Smarter power for vehicles
• Electric car are more and more common all over the world, and the technology is getting better. And if you recharge the batteries with electricity which comes from solar and wind power, they are very clean technology.
• By law, the petrol sold in Brazil is 25% ethanol - a fuel made from sugar. It pollutes less than ordinary petrol. However, growing the sugar uses a lot of energy, and some people say the fuel can damage car engines.

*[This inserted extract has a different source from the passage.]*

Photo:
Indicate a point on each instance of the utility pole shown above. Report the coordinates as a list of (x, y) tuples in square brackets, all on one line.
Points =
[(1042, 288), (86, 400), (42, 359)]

• Hydrogen - a natural part of water - is used in some vehicles, including buses in cities around the world. It’s a great fuel, because the only waste it produces is water. The big problem is that making hydrogen fuel creates a lot of pollution.
Smoke to make shade?
Smoke from volcanoes and forest fires is known to block the sun and cool the Earth. Scientists at the University of Bristol in the UK have done experiments to test the idea of creating smoke to cool the world. The idea is disliked by most experts as a possibly very dangerous way to fight climate change. Dr Hugh Hunt, director of the research projects, said that the technology won’t be developed in the near future.
A vegetarian diet?
According to a report by the United Nations, producing meat creates more greenhouse gas emissions than transport - 18% of the world’s total. Eating less meat would help to reduce emissions and possibly fight global warming. Cities in Belgium, Brazil, Germany and South Africa - among many others - have “no-meat” days to bring the issue to people’s attention, and try to fight climate change close to home.
These are big ideas, but the solution in the end may be a big sum of small actions.